Turning the Corner to Where?

Lately I have been hearing a more positive message from executives in their communications to their employees, the business press, and business analysts. Whether the message is the familiar “we’ve turned the corner” or the milder “the worst is behind us,” the intent is to signal that a better tomorrow looms. But does it? And what does it look like?

The question I have been asking my clients now is whether the strategies they put in place to deal with the economic downturn have made their organizations more capable of producing excellence as they move forward? Most respond that the emphasis on lean structure and cost control were necessary adjustments that made their companies “more fit” for the future. Certainly the cost reductions have had a positive impact on margins, but I wonder how long this can be sustained? I suggest that there are a number of areas ripe for scrutiny to determine if they will, in fact, lead the business to a better place once that corner has been turned.

First, the increased scrutiny on spending may have some unintended, and unmeasured, consequences. I wonder about the speed of execution when new checkpoints are added into a process. New layers of managerial waste and delays may eat up the apparent savings in cost reduction in time to market. Also, it may be sending a message to the management that executive leadership has little confidence in their business savvy, undermining their potential contributions. It may be time to loosen up the controls a bit.

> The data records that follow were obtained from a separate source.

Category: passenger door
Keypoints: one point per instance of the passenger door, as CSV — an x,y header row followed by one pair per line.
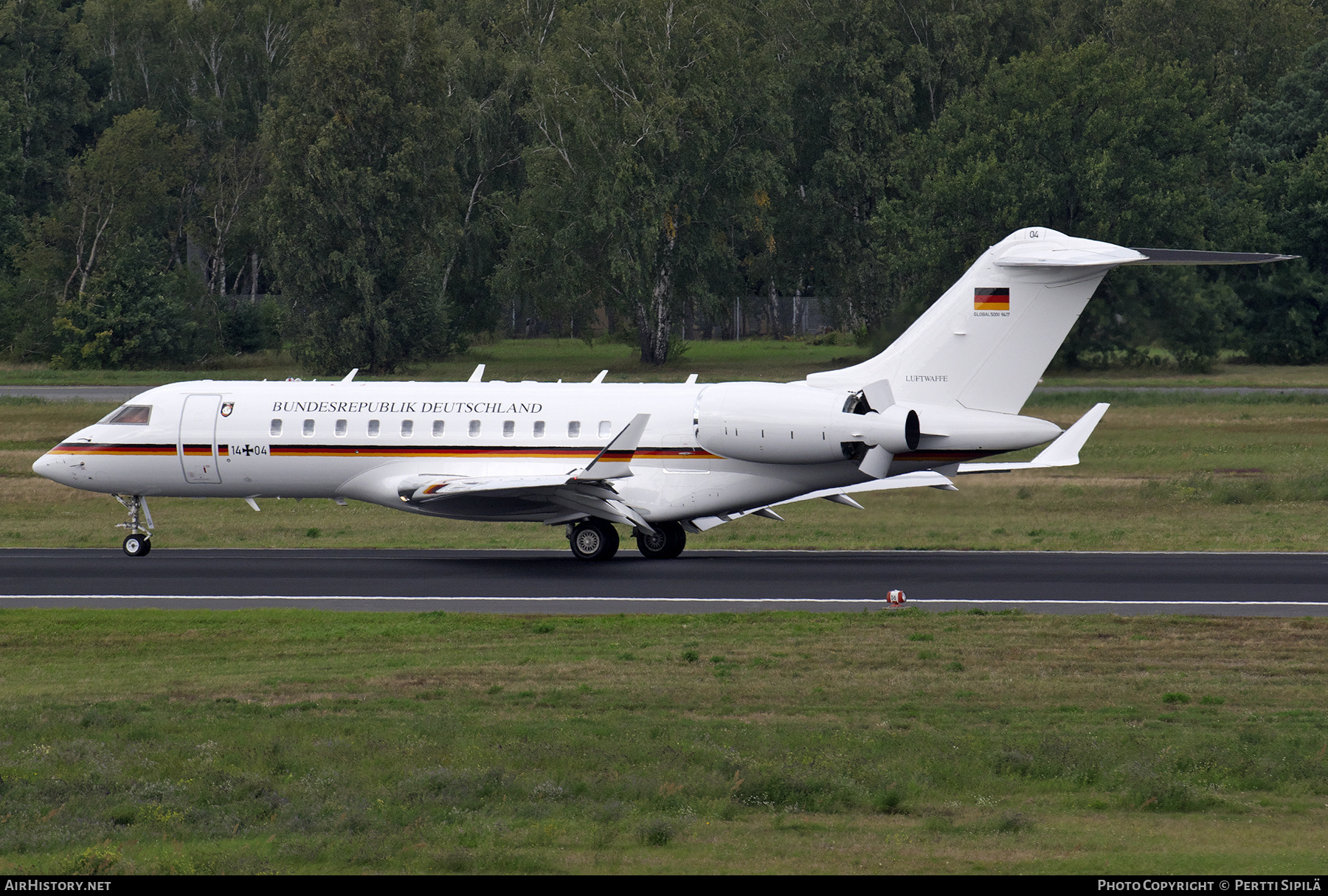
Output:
x,y
198,438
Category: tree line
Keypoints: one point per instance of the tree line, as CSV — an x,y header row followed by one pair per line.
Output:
x,y
368,184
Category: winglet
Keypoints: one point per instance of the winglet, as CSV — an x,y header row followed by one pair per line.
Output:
x,y
612,462
1062,453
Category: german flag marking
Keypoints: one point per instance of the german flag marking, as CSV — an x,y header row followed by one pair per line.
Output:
x,y
991,299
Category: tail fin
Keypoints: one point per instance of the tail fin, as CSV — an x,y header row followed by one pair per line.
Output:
x,y
987,340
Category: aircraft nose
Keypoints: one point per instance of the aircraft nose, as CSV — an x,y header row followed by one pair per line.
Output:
x,y
46,466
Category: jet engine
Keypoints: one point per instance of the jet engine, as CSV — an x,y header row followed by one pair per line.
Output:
x,y
770,423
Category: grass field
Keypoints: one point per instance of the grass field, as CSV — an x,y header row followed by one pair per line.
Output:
x,y
287,741
713,361
1162,471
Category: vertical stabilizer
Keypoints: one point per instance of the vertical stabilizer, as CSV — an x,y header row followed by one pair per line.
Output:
x,y
987,340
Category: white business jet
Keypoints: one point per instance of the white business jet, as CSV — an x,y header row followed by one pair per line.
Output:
x,y
664,459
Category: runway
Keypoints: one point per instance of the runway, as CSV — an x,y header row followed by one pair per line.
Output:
x,y
553,582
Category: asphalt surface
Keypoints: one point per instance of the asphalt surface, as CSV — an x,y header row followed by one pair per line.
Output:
x,y
553,582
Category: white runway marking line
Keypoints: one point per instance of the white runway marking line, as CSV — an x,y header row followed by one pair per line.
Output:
x,y
694,600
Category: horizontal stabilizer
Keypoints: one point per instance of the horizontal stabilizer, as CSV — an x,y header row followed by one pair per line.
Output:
x,y
1195,257
840,496
1062,453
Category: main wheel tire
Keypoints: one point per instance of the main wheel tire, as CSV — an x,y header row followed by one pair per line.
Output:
x,y
665,543
137,546
594,541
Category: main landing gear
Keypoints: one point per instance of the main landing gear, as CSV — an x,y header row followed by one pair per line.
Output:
x,y
595,539
665,543
139,539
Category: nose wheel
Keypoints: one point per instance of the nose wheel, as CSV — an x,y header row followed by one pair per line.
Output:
x,y
137,546
139,524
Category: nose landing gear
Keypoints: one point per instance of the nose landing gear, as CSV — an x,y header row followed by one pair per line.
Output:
x,y
139,542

Second, I have seen some pretty good talent leave organizations because the new, leaner management structure doesn’t seem to have the upward mobility they want. A more fluid project approach to work might be the ticket here. Top talent demands work that matters!

Third, oddly enough, executives may have to prove their competence to the workforce—who paid some prices in the downturn. Many executives have been using the “economy” as the reason for poor performance, but my coffee chats with their employees lead me to believe that the rank and file aren’t totally buying that. It is important that the road forward is seen as doable by the employees in an organization, and that these workers believe that the current executive team can lead them to success.

And last, I might suggest that it is a good time to focus a little less energy on Wall Street analysts, and a little more on employees and customers. I continue to marvel at how much executive time is focused on pleasing the analysts. Yes, they need attention paid to them, but long-term success is more dependent upon employee and customer satisfaction. And that means switching the focus to them.

Mike Neiss posted this on July 7, 2009, in Talent.